Mobile application management (MAM) takes a more granular approach to device management, focusing on specific applications and their data and how they access the network. Because it's a less invasive approach to controlling corporate data than mobile device management, MAM can be a useful tool for organizations and users alike. MAM also reduces the complexity of implementing application-level policies. Check out this list of iOS 7's MAM capabilities:
Application data protection. Apple iOS 7 automatically encrypts each App Store application's data. This data protection is tied to the passcode of the device. All users need to do to activate this extra layer of protection is enable a passcode on their iOS devices.
Managed "open in." This is a feature that allows IT to modify an iOS 7 device's profile to restrict which applications that data can be opened in. This prevents an untrusted or unauthorized application from gaining access to and potentially leaking private data.
It's important to distinguish between managed applications from the App Store and the unmanaged system applications that are built into iOS, such as the native mail and photo apps. IT cannot restrict users from going into their native photo application to send an image as an email attachment. But in a managed application, admins can restrict applications such as Dropbox from opening a file in any other application, such as Quickoffice.
Per app VPN. IOS 7 allows each application to have its own virtual private network (VPN) connection, which keeps the app isolated from other potentially untrustworthy applications on the same device. Per app VPN is very effective in combination with the new app-level data protection. Additionally, per app VPN can be on-demand, so the app connects to the VPN whenever the user opens the app. Encrypting the application's network traffic to and from the organization's private data stores mitigates the risk of Wi-Fi eavesdropping.
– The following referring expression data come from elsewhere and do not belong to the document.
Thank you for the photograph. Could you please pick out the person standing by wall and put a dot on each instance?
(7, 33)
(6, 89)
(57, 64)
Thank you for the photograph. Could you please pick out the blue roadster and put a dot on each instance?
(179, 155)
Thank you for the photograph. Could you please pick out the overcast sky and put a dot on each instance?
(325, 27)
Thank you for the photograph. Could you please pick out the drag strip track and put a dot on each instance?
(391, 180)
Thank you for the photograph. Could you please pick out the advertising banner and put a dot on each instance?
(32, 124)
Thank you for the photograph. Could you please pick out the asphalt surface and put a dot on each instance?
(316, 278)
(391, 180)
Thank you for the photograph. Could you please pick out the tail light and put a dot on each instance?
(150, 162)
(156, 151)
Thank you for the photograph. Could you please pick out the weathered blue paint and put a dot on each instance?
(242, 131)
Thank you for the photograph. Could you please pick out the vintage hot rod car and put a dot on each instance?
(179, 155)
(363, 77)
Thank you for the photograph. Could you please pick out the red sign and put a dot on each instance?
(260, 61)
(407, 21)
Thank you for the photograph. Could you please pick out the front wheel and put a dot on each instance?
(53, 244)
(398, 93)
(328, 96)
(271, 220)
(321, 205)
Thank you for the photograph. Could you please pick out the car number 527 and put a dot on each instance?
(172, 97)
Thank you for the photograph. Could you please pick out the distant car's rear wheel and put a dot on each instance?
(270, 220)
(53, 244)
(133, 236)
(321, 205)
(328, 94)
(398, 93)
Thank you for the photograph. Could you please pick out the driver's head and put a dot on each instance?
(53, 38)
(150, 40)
ICloud keychain. Starting with iOS 7.0.3, Apple added a hosted encrypted store of user IDs, passwords, Wi-Fi keys and credit cards. These are replicated to Apple's iCloud service and can be replicated to other iOS devices as well as Macs running OS X 10.9 (also called Mavericks). This feature is optional, and users can enable it with the setup assistant when they download the OS update. They can also turn it on from iOS Settings->iCloud >Keychain On. Apple has enabled the Safari Web browser to use the iCloud keychain, and third-party app developers can also use it.
Enterprise single sign-on. Between applications, iOS 7 now allows for a configurable shared keychain. If several internal business apps use a common authentication mechanism instead of having each app require a separate login, they could trust a single sign-on.
These utilities can readily edit the configuration profiles of iOS devices and deploy them. Other MAM features such as Enterprise SSO require app development to use.
Although iOS 7 offers more MAM capabilities for admins, companies with larger deployments may want to invest in a third-party MAM tool. Many MAM vendors have either shipped iOS 7-capable tools or are soon adding iOS 7 compatibility to their products.